Pour mieux comprendre le mauvais carnet de Charles Beer, qui refusait passionnément le retour des notes (IN 121, votation du 24 septembre 2006, plébiscitée à 76%), ses faux calculs quant au coût articulé pour la constitution de sa légion de 99 soldats flatteurs et flattés sélectionnés dans une caste donnée, son contre-projet élaboré à la va-vite, exclusivement en réaction à l'initiative sur le secondaire (IN 134 et/ou Contre-Projet, votation prévue au 30 novembre 2008, annulée par décision de justice), les mensonges d'Etats révélés au grand public, le désaveu cinglant d'un organe de l'OCDE, soit le rapport PISA, je vous propose un segment de texte, véridique, rédigé à la sauce du pédagogisme en vigueur, au mépris des élèves et des ... enseignants. Traduisez sans trahir!!!
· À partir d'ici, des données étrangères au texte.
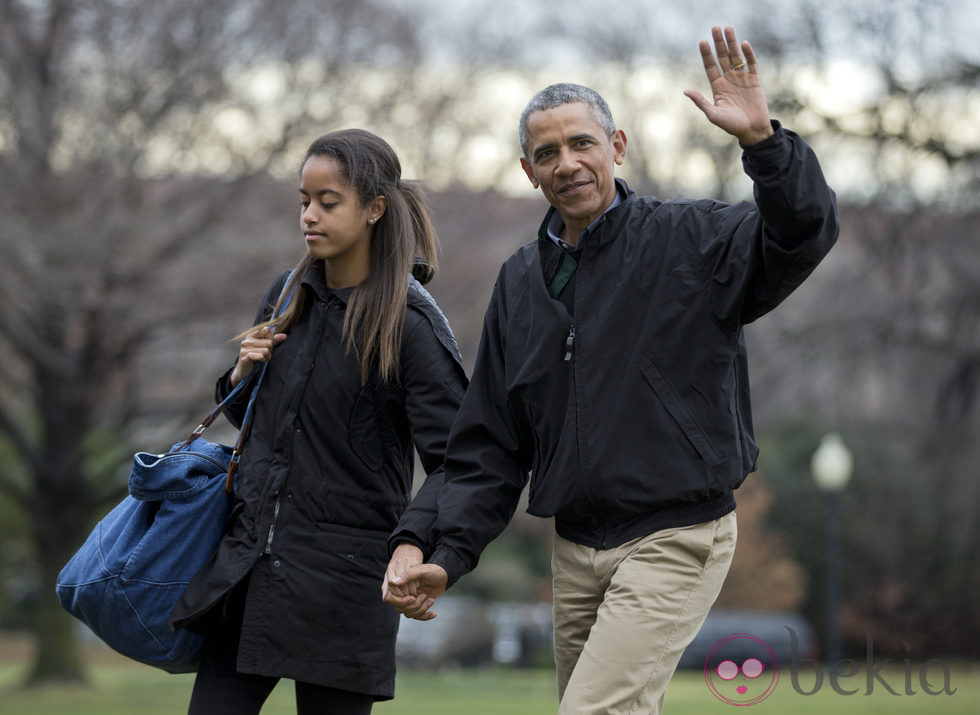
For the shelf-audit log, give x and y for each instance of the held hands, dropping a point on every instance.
(256, 347)
(412, 586)
(739, 104)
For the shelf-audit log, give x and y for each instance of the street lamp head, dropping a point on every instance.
(832, 464)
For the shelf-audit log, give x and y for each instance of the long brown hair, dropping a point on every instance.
(403, 235)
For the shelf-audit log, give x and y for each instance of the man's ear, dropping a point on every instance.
(529, 170)
(618, 140)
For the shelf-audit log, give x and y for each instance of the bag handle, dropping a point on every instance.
(256, 376)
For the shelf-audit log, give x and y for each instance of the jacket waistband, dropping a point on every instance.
(618, 532)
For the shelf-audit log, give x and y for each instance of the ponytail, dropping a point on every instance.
(403, 243)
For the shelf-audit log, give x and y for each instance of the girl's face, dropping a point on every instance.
(337, 227)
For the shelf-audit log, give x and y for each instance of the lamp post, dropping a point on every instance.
(832, 465)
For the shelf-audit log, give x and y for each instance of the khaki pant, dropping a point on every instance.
(624, 616)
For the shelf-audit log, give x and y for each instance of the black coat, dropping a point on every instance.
(638, 419)
(324, 477)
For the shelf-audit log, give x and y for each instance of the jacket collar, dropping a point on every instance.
(316, 281)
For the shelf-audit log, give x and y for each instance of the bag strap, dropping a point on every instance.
(256, 377)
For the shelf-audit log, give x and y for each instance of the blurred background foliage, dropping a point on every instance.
(148, 151)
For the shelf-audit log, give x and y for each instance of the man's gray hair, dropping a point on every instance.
(566, 93)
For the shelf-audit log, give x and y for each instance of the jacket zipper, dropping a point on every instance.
(272, 528)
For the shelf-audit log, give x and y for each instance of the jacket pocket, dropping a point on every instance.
(680, 412)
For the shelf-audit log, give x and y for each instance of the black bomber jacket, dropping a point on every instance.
(635, 415)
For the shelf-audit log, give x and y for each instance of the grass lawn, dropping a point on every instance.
(120, 687)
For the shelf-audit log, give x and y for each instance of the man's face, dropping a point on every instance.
(571, 158)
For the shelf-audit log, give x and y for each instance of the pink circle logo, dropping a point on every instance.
(741, 670)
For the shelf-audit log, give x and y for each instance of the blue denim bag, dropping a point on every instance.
(125, 580)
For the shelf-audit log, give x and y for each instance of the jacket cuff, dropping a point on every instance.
(454, 565)
(769, 150)
(405, 537)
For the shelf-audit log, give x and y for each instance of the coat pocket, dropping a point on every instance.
(680, 412)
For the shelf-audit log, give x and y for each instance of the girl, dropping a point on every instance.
(361, 365)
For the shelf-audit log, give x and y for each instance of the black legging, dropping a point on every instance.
(220, 688)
« À l’aide de mon segment manipulateur antérieur, je tentai d’user au mieux de mon outil scripteur afin de terminer une séquence sur le rôle de la génitrice d’apprenant au sein de l’institution scolaire.

Grâce à la motricité de proximité apprise en classe, j’ai pu néanmoins créer un référentiel de narration scripto-graphique.

Tout à coup, un référentiel bondissant aléatoire atomisa radicalement l’espace transparent qui donnait sur l’espace interstitiel de liberté fort bruyant au demeurant.

Heureusement, un membre du personnel réprimant vint et la manifestation groupale compulsive provenant du dehors. Mais la béance libératoire laissée par le dégât causé précédemment ne tranquillisa point mon référentiel neuronal conceptuel, déjà fatigué par tant d’élucubrations narratives.

Alors, je résolus de jeter un coup d’organe visuel en direction extérieure pour résoudre par pensée hypothético-déductive l’équation de cette fission de l’espace transparent et mes référentiels auditif et rétinien. C’est ainsi que je guéris de mon inappétence scolaire qui me frappa durant toute mon enfance. »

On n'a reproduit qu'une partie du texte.